A vibrant and friendly coastal city
Visitors to Tel Aviv can enjoy Mediterranean beaches, spectacular views from the Azrieli Tower and historic attractions.
Best time to plan a break in Tel Aviv
The city has hot summers and wet, mild winters so many visitors prefer the April to October period.
Most businesses close from Friday afternoon until Saturday evening for Jewish Sabbath.
There are many festivals: Passover marks the exodus from Egypt and is celebrated from March to April, while Rosh Hashanah (New Year) is in September. Exact dates vary from year to year. Yom Kippur and Sukkot both take place around September/October and the Hannukah festival of lights is in December.
Facts before travel
Tourists visiting Israel for less than three months don't require visas, although visitors should retain the stamped entry card they are given on arrival until they leave the country. Passports must be valid for at least 6 months after arrival.
Travellers should check that usual vaccinations are up to date and are also advised to get Hepatitis A vaccinations and consider Hepatitis B and Rabies.
Prices in markets tend to be too high so haggling is essential.
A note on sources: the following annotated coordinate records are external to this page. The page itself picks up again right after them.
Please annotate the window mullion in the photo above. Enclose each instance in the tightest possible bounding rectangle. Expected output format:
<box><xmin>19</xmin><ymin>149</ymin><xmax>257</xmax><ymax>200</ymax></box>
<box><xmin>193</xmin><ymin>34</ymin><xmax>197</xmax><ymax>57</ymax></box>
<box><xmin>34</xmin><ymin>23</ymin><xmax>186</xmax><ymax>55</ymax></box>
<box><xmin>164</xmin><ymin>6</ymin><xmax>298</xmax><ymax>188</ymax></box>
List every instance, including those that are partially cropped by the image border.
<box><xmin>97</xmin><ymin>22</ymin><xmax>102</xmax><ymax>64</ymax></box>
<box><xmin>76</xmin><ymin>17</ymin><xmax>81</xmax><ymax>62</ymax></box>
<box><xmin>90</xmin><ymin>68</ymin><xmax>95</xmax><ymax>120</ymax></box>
Snacks like falafel cost about 15ILS and meals in restaurants are around 30ILS and about 10ILS for a beer.
Tips for Tel Aviv
The airport to central Tel Aviv is about 20 minutes by train from Terminal 3. Trains leave at 30 to 60 minute intervals and a single ticket costs approximately 14 ILS. Expect to pay about 140 ILS for a taxi. The number 5 bus goes from "Egged" via motorway 40 to the El Al crossroads where a public city bus can be caught.
A bed in a shared hostel room is around 90 ILS while a single room should be about 180 ILS.
Tel Aviv has a good public transport system and travellers can purchase a Rav-Tav ticket for about 6.90 ILS to get a 20% reduction on fares. Sherut shared taxis charge around 6-8 ILS with a 20% surcharge at night but other taxis are more expensive.